3D printing technology has been making waves in various industries, and now it's taking on a new challenge: creating materials that can resist fungal growth while also providing vibration isolation. Researchers from Jiangnan University and Jiangda Vibration Isolator Co., Ltd. have developed a 3D-printed silicone rubber lattice that not only fights off fungi but also absorbs vibrations and withstands repeated compression in marine environments. This innovative material is a game-changer for shipborne equipment and other systems exposed to humidity, temperature variations, and persistent vibrations.
The key to this breakthrough lies in the careful formulation of a printable composite ink using silicone rubber and hexagonal boron nitride (hBN). By controlling the composition and internal geometry through additive manufacturing, the researchers were able to create a lattice with ordered filaments and stable interlayer bonding. The processing limit of 1-5 wt% hBN in the ink ensures both printability and antifungal performance, striking a delicate balance that is often challenging to achieve.
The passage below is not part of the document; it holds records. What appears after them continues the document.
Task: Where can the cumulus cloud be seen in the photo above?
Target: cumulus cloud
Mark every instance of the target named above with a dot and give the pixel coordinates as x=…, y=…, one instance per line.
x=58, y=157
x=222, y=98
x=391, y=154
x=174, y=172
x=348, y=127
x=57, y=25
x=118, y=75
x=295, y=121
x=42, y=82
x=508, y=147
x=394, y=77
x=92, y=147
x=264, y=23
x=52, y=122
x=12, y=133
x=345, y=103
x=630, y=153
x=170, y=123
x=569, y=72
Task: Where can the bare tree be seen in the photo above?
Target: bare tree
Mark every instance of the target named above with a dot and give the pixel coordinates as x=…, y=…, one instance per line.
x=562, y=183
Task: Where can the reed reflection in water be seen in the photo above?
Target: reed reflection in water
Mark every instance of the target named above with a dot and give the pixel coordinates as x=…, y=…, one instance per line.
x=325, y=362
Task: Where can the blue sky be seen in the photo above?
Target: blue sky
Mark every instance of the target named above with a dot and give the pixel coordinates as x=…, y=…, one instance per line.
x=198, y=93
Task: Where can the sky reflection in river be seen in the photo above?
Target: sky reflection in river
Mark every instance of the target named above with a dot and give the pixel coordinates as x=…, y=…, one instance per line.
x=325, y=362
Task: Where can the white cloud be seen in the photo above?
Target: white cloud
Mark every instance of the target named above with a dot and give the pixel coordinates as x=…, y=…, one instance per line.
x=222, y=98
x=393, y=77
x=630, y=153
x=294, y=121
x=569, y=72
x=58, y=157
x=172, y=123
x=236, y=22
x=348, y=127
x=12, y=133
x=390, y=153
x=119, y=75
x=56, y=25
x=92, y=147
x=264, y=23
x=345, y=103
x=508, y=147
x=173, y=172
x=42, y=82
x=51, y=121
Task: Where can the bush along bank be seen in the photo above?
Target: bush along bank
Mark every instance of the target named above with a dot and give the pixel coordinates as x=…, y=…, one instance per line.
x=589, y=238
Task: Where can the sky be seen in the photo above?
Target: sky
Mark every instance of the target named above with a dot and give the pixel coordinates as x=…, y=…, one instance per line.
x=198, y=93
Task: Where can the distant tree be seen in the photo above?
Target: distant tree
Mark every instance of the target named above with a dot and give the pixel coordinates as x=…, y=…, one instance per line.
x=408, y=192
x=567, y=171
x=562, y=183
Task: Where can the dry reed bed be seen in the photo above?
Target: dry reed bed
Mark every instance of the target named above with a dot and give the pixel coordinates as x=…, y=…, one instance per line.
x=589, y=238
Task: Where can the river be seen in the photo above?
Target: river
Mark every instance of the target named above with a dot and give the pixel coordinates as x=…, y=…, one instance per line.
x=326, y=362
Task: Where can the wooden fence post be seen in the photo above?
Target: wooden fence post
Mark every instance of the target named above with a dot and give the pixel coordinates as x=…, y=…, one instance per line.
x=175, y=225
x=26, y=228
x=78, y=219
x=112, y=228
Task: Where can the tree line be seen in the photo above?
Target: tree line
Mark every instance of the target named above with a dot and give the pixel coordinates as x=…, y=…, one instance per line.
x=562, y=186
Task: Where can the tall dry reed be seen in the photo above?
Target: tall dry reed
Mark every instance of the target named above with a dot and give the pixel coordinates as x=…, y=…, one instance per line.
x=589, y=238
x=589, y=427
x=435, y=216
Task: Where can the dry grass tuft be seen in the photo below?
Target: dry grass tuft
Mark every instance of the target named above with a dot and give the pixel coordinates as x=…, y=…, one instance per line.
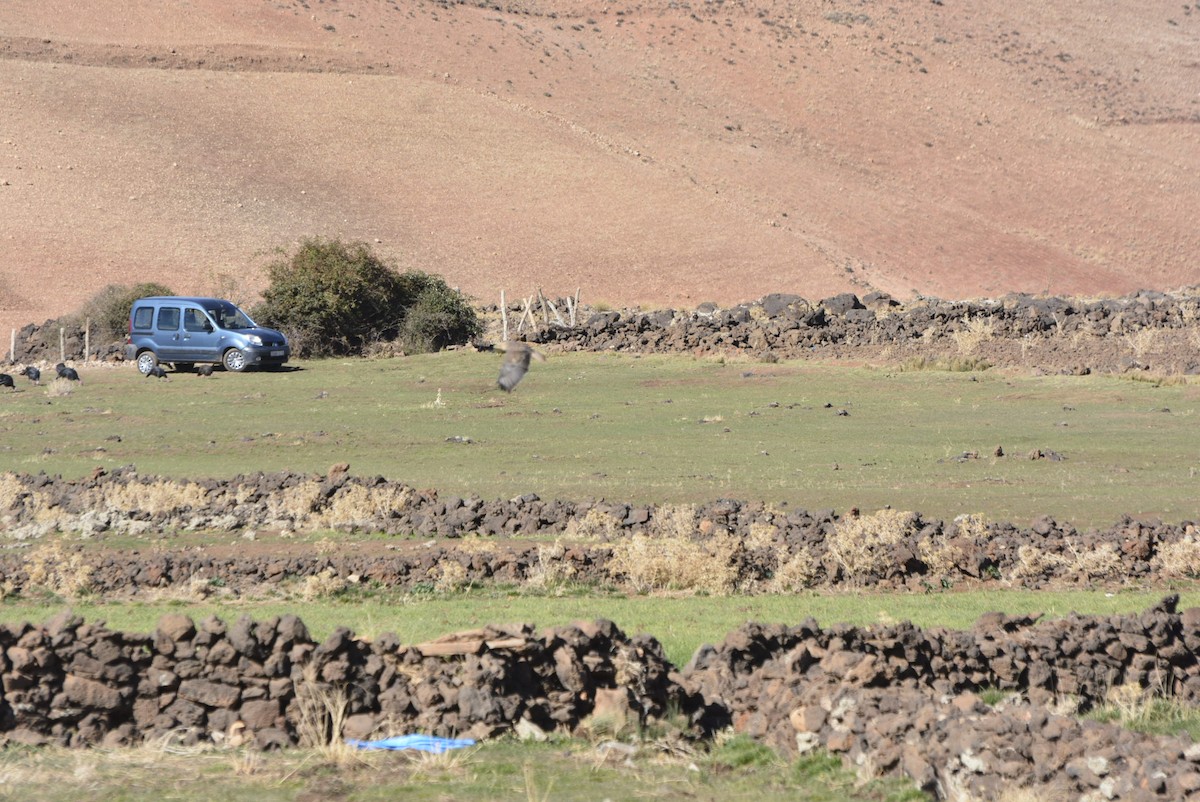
x=450, y=575
x=321, y=713
x=945, y=555
x=60, y=388
x=595, y=525
x=1102, y=562
x=978, y=330
x=64, y=573
x=793, y=573
x=1180, y=558
x=677, y=563
x=159, y=497
x=862, y=545
x=550, y=572
x=322, y=586
x=1033, y=562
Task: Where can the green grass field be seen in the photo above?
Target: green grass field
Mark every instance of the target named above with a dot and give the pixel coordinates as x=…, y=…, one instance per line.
x=651, y=429
x=681, y=623
x=647, y=430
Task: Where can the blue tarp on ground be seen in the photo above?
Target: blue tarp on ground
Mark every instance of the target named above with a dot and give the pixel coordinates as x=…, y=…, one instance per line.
x=421, y=742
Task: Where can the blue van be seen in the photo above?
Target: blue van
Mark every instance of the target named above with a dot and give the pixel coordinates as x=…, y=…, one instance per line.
x=187, y=330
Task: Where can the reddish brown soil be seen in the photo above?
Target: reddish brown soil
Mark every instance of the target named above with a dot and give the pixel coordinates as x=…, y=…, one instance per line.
x=658, y=153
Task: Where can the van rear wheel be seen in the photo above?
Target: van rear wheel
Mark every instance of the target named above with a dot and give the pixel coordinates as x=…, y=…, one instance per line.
x=147, y=361
x=234, y=360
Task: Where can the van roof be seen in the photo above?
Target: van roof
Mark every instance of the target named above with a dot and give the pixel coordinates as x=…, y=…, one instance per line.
x=192, y=299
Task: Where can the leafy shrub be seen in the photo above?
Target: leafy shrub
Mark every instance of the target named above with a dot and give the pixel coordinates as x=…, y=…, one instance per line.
x=437, y=317
x=109, y=309
x=333, y=298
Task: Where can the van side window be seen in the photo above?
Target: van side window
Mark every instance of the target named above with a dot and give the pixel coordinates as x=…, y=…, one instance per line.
x=168, y=318
x=195, y=321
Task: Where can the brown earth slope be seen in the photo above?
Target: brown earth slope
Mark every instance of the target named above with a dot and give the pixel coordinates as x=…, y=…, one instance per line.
x=661, y=153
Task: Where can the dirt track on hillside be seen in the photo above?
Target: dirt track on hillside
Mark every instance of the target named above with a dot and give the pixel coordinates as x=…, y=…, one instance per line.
x=649, y=154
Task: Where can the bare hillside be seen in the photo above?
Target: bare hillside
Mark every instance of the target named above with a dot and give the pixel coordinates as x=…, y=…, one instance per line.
x=658, y=153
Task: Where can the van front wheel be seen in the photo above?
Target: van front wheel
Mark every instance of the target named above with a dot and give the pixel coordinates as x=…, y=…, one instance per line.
x=147, y=361
x=234, y=360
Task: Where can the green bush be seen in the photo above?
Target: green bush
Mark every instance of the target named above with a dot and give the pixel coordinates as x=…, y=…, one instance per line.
x=108, y=311
x=438, y=316
x=333, y=298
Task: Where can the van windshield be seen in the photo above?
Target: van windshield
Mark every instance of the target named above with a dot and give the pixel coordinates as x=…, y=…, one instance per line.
x=228, y=316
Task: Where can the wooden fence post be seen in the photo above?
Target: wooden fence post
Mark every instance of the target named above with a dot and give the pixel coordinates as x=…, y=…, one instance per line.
x=504, y=316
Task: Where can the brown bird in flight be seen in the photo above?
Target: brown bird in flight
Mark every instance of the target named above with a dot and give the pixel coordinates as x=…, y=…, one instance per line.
x=516, y=363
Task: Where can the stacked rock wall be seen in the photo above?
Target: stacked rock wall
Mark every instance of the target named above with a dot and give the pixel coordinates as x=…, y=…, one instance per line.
x=787, y=325
x=33, y=506
x=892, y=699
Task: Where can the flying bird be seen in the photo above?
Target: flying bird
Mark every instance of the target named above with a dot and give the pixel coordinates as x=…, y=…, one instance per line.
x=516, y=363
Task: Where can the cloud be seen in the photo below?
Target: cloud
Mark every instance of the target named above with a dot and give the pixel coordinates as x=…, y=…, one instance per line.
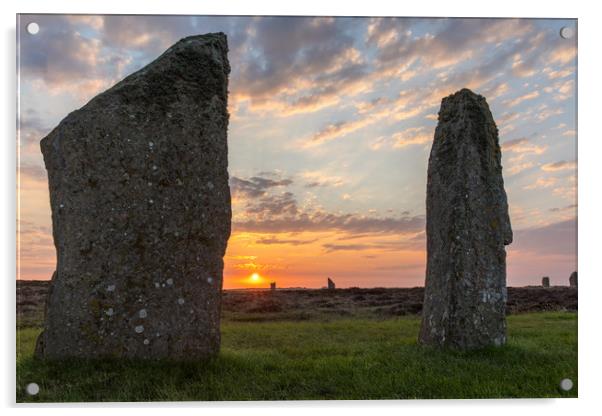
x=275, y=240
x=412, y=136
x=381, y=246
x=273, y=205
x=338, y=129
x=516, y=101
x=559, y=166
x=255, y=186
x=541, y=183
x=523, y=145
x=553, y=239
x=63, y=59
x=324, y=221
x=564, y=208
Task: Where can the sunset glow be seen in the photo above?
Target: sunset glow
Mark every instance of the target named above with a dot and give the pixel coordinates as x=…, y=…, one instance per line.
x=331, y=124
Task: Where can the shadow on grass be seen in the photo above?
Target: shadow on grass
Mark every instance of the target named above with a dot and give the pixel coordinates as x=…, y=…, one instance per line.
x=312, y=361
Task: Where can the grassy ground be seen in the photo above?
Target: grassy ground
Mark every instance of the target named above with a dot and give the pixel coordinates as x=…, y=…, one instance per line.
x=340, y=359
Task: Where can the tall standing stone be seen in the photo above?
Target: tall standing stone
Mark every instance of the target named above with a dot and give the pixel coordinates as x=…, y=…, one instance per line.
x=573, y=279
x=141, y=212
x=467, y=227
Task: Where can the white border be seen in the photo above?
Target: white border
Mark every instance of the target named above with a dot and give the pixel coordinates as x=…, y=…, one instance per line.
x=589, y=159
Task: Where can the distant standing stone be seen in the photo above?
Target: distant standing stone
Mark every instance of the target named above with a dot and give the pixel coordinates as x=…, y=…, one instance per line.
x=141, y=212
x=573, y=279
x=467, y=227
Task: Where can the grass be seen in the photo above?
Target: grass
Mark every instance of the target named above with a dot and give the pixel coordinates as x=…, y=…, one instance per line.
x=340, y=359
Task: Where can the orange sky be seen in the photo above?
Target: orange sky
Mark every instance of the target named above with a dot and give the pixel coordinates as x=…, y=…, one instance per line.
x=331, y=124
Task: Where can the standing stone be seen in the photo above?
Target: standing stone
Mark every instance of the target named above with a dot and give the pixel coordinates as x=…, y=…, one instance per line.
x=573, y=279
x=467, y=227
x=141, y=212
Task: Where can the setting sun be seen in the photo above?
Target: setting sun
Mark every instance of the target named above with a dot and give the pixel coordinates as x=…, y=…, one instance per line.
x=255, y=278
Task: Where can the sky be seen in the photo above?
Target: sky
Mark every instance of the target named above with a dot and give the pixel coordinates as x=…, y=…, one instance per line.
x=331, y=125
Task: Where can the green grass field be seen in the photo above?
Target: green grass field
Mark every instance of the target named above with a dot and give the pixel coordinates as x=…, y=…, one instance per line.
x=340, y=359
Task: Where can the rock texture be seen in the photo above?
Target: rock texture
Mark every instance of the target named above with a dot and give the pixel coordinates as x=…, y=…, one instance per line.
x=141, y=212
x=573, y=279
x=467, y=227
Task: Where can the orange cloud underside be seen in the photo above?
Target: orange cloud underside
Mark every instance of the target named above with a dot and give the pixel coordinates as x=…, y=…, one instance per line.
x=307, y=259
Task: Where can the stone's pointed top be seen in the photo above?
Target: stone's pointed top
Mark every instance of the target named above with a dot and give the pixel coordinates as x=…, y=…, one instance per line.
x=200, y=41
x=464, y=102
x=463, y=94
x=165, y=125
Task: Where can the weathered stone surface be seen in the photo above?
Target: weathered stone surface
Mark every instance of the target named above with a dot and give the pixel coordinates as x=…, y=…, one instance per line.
x=573, y=279
x=467, y=228
x=141, y=212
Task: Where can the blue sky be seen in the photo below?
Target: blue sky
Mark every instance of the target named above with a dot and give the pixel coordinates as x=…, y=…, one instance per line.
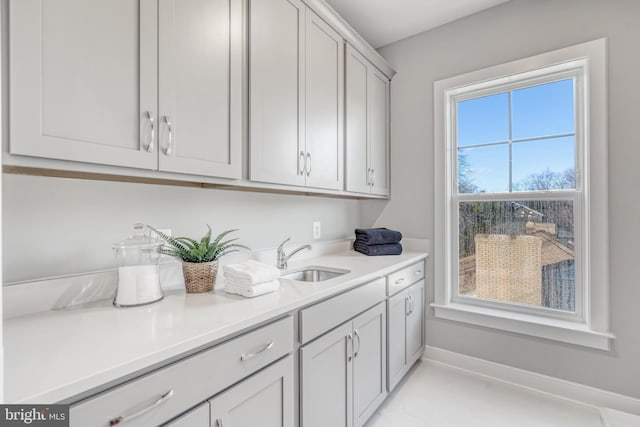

In antifungal testing, the hBN-filled lattice demonstrated impressive results. It inhibited fungal growth more effectively as the filler content increased, with a 5 wt% hBN concentration achieving a fungal growth rating of 0, indicating no observable fungal growth. The lattice's architecture also played a crucial role, as larger filament spacing increased fungal coverage, especially at lower filler loadings. This finding highlights the importance of design considerations in achieving optimal antifungal performance.
The antifungal properties of the lattice can be attributed to two main factors. Firstly, hBN increased surface hydrophobicity, making the material more water-repellent and reducing fungal spore penetration. Secondly, microscopy data revealed biochemical and physical damage at the fungus-material interface, with the presence of reactive oxygen species and disrupted hyphal surfaces. This dual mechanism of hydrophobic barrier and direct antifungal activity through oxidative stress and cell-wall damage is a significant contribution to the field.
Beyond antifungal resistance, the lattice also excels in vibration isolation. Mechanical testing showed that the lattice architecture functions as a cushioning structure, absorbing energy through elastic buckling in the ordered lattice cells. Finite element simulations and in situ observations supported this mechanism, and the lattice retained its durability under repeated loading, with no structural defects observed after 10,000 compression-release cycles.
Vibration tests further showcased the lattice's effectiveness in vibration isolation. Introducing the lattice shifted the isolation frequency leftward, widening the effective vibration-isolation range. Random vibration tests produced direction-dependent results, with isolation efficiencies above 80% across all three directions tested. Even after exposure to fungi in a carbon-rich medium, the vibration-isolation performance remained largely unchanged.
This groundbreaking research, titled "Antifungal and cushioning elastomer lattices via additive manufacturing," combines antifungal protection and mechanical performance in a single printed structure. By addressing the trade-off between fungal resistance and flexibility, the researchers have opened up new possibilities for shipborne equipment and other applications exposed to harsh environmental conditions. The potential implications are far-reaching, and the 3D printing industry is poised to play a pivotal role in shaping the future of additive manufacturing.